Almost a year later!
I see that look!!
Yes it’s been a while. Anyway, I have always wanted to share this story, so here it is!
My journey of leading worship or singing.
Hopefully someone will be encouraged or have a good laugh or learn a thing or two.
“My singing career started…” hahaha. OK. Sounds cool when celebrities say that. Moving on…
When I first was part of a singing group was in high school. It was a catholic school and we had, still have the winning choir in equal voices at every year’s competition.
I joined the school in Form two in the second term but didn’t join the team until the following year. I really loved to sing but I didn’t have the confidence to do it before crowd and also, I was not sure I had the voice worth listening to.
I remember when I went for auditions, the choir master played some notes alone the keyboard scales as I sang them, he looks at me and says “join any voice you want” The choir was divided into 4: soprano 1, 2, and alto 1,2. Well I chose soprano 1 because I liked still do love singing high notes. Though a debate went on in my heart about why the guy didn’t just choose for me where to go like he did others.
Anyway, life goes on I enjoy all the trips to different places for the competitions and the late-night rehearsals, I could sing the whole night and never get tired. Here in the choir is where I learnt basics of music. I loved every bit of my life in the choir.
I join university and joined no music team. Why? I felt like all the teams I tried to join were jokers, being a perfectionist then, I wanted people to know songs beforehand which the case wasn’t, I really had little patience for bad singing or slow learning of songs before rehearsal. I was also used to having a “serious” team leader, so I found the leaders of the choirs at campus to be unserious. I decided that I would do my books and have peace learning songs and singing in my room.
While at campus I joined worship harvest ministries. If you have encountered this place, you know being a pew warmer is not your option for a long time. Before long worship harvest Entebbe was planted, meaning I could not go to the Kati Kati location during holidays anymore since home was in Entebbe, that’s how I join the worship team at Entebbe. Please note, there is a fat difference between a catholic choir and a contemporary team where when you are the worship leader you have the loudest microphone.
Some people love those loud microphones from when they are you, I HATED it. It freaked me out hearing my voice not just through the monitor but louder than any other person’s voice. I was so self-conscious that it paralyzed my whole being. I was used to “sing loud enough but soft enough to hear your neighbor”. This was all new and frightening. I still loved sing but dreaded the microphone. I was fully convinced that I wanted to be a backup forever, don’t push me to lead.

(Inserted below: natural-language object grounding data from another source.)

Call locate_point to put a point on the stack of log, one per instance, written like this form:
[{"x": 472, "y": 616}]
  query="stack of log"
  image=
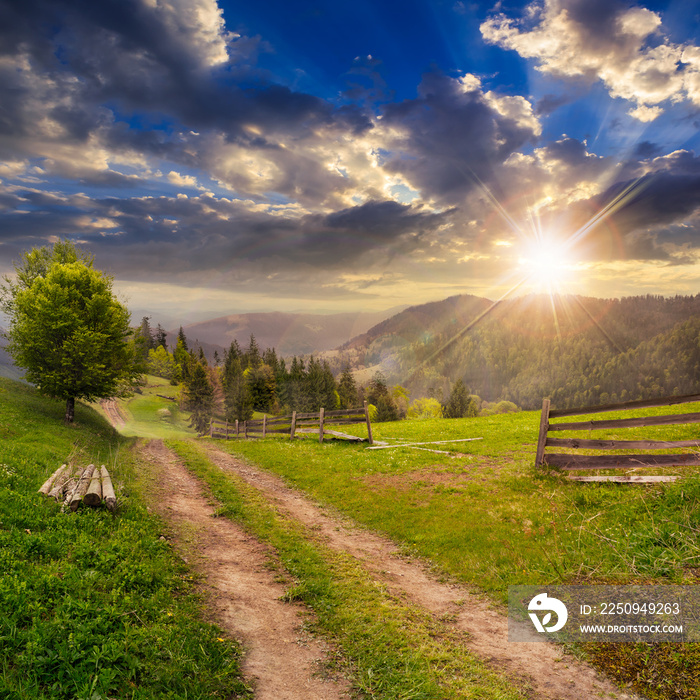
[{"x": 90, "y": 486}]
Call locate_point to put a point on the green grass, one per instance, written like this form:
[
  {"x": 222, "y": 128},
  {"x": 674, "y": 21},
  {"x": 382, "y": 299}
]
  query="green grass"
[
  {"x": 484, "y": 515},
  {"x": 94, "y": 605},
  {"x": 396, "y": 650}
]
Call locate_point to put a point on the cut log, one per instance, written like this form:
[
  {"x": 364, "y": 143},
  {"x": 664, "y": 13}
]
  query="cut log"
[
  {"x": 93, "y": 496},
  {"x": 625, "y": 479},
  {"x": 81, "y": 488},
  {"x": 71, "y": 487},
  {"x": 108, "y": 489},
  {"x": 48, "y": 484},
  {"x": 61, "y": 485}
]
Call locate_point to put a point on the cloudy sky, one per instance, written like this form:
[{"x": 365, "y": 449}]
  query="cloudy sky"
[{"x": 323, "y": 155}]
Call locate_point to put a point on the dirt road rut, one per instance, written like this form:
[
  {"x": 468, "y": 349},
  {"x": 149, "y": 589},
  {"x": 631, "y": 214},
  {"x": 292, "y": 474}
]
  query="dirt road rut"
[
  {"x": 281, "y": 661},
  {"x": 543, "y": 667}
]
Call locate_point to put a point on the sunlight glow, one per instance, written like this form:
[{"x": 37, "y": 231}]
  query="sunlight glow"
[{"x": 547, "y": 267}]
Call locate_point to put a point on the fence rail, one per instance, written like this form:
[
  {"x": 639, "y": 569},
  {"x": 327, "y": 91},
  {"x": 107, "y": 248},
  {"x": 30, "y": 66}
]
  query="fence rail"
[
  {"x": 645, "y": 458},
  {"x": 296, "y": 423}
]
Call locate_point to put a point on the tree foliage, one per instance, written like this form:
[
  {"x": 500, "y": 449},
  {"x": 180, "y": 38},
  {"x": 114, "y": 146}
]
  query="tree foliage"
[
  {"x": 460, "y": 404},
  {"x": 199, "y": 398}
]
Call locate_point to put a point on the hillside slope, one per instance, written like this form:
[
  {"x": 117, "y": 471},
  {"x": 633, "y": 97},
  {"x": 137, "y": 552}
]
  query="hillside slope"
[
  {"x": 289, "y": 334},
  {"x": 576, "y": 350}
]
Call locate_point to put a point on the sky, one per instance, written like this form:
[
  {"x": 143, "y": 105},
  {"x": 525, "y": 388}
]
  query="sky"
[{"x": 326, "y": 156}]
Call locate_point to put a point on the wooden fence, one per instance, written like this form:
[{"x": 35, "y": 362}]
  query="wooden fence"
[
  {"x": 645, "y": 458},
  {"x": 296, "y": 424}
]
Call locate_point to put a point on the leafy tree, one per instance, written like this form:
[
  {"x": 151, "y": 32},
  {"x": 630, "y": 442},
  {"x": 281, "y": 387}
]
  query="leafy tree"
[
  {"x": 199, "y": 398},
  {"x": 460, "y": 404},
  {"x": 69, "y": 332},
  {"x": 36, "y": 263}
]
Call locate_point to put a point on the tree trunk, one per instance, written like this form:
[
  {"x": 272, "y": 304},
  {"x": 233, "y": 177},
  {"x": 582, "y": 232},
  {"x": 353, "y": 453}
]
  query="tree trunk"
[{"x": 70, "y": 409}]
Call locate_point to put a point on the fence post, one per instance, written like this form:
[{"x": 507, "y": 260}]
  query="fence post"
[
  {"x": 542, "y": 438},
  {"x": 369, "y": 424}
]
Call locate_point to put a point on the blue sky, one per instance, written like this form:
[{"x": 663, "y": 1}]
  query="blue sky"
[{"x": 325, "y": 156}]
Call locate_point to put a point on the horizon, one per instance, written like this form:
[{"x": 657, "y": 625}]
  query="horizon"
[{"x": 220, "y": 158}]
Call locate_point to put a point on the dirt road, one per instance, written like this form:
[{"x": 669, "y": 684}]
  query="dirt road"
[
  {"x": 282, "y": 662},
  {"x": 549, "y": 673}
]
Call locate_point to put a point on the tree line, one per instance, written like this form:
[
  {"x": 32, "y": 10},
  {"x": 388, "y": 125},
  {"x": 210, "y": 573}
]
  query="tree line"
[{"x": 577, "y": 352}]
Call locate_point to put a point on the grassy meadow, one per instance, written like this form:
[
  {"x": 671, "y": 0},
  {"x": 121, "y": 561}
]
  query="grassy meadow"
[
  {"x": 100, "y": 606},
  {"x": 148, "y": 414},
  {"x": 95, "y": 605},
  {"x": 482, "y": 515}
]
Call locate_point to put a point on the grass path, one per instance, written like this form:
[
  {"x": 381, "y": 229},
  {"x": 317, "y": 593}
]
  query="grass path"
[
  {"x": 244, "y": 595},
  {"x": 533, "y": 670}
]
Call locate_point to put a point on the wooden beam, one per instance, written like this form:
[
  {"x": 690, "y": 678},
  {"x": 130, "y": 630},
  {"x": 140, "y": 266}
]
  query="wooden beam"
[
  {"x": 412, "y": 444},
  {"x": 625, "y": 479},
  {"x": 576, "y": 443},
  {"x": 647, "y": 403},
  {"x": 48, "y": 484},
  {"x": 565, "y": 461},
  {"x": 81, "y": 488},
  {"x": 108, "y": 489},
  {"x": 343, "y": 435},
  {"x": 93, "y": 496},
  {"x": 369, "y": 423},
  {"x": 677, "y": 419}
]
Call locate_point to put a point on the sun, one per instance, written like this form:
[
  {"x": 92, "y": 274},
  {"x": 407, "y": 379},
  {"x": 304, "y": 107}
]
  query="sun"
[{"x": 547, "y": 267}]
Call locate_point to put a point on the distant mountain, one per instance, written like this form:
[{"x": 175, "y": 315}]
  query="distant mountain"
[
  {"x": 289, "y": 334},
  {"x": 422, "y": 321}
]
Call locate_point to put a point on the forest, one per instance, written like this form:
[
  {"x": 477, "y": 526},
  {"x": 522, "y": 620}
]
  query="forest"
[
  {"x": 577, "y": 351},
  {"x": 454, "y": 358}
]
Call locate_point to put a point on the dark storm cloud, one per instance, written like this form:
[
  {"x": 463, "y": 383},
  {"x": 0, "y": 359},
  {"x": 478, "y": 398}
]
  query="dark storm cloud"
[
  {"x": 85, "y": 55},
  {"x": 451, "y": 137},
  {"x": 145, "y": 236},
  {"x": 654, "y": 216}
]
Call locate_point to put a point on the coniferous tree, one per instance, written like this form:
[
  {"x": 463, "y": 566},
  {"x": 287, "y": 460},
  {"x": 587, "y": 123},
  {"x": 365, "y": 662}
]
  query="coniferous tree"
[
  {"x": 460, "y": 404},
  {"x": 160, "y": 337},
  {"x": 347, "y": 389},
  {"x": 252, "y": 354}
]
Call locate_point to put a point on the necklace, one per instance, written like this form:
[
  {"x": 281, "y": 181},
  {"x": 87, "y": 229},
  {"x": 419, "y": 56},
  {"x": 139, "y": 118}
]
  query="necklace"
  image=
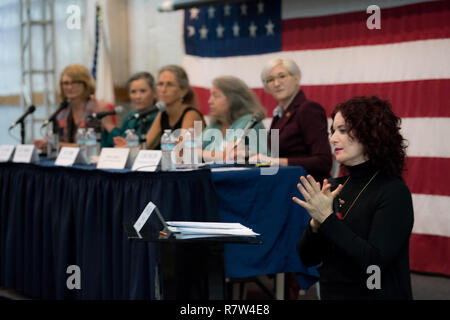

My leaders on the other hand, had seen something that they were not going to have chills for even if I cried. The put me on the rota to lead worship for months. For many weeks the congregation didn’t know who led worship because I refused in fear to take charge and lead during the sessions! How selfish!! Anyway, since my leaders had their decision made and I couldn’t leave the team, I allowed to fail until I learn.
Every Sunday I led worship, I didn’t listen to the word because I was busy beating myself up on what I missed to do, how I didn’t sing as well as I want to, wondering whether I obeyed God in the session, were people ministered to, did they meet God. And soon God started to address all my issues, one by one. Training me to trust Him, to love my voice, challenging me to grow it, to learn music, to prepare the best way I can beforehand, to learn His voice, how does he communicate to me. Soon I started to grow as a worship leader and started loving it.
I started to see what God was doing in me. I started to learn to let go of me and embrace God working in me. I am still on this road of discovering this ministry through music. What does it mean “to minister unto God”, What does it mean “to be at the forefront ushering people into the presence of an awesome God”, what does “worshipping God with all I am” mean to me?
Last year I moved to Kenya to pursue my masters and this year I joined the worship team at Trinity chapel Kilifi. I am learning among all things “surrender and humility”. I am learning what it looks like to take my best and give it to God and then receive whatever He does with what I have given Him.
I am hungry to see the kind of worship where we behold God in His full splendor, where it’s not about the worshiper but the worshipped. Where hearts are mended, miracles happen, where as we worship blind eyes are opened, disease flee, lame limbs walk, and His kingdom comes. I look forward to the time where we worship God in spirit and in truth. The kind that brings walks down. Hahaha. For real. I believe if we can fully give ourselves to God, we will see HIM.
That’s my story. Still being written. Still learning stuff. Not where I dream to be but not where I used to be. If you are a worship leader, embrace the journey, embrace God and take a walk with Him. Also answer these questions for yourself.
1. What does it mean “to minister unto God”?
2. What does it mean “to be at the forefront ushering people into the presence of an awesome God”?
3. What does “worshipping God with all I am” mean to me?
4. Am I giving God the best of me right now?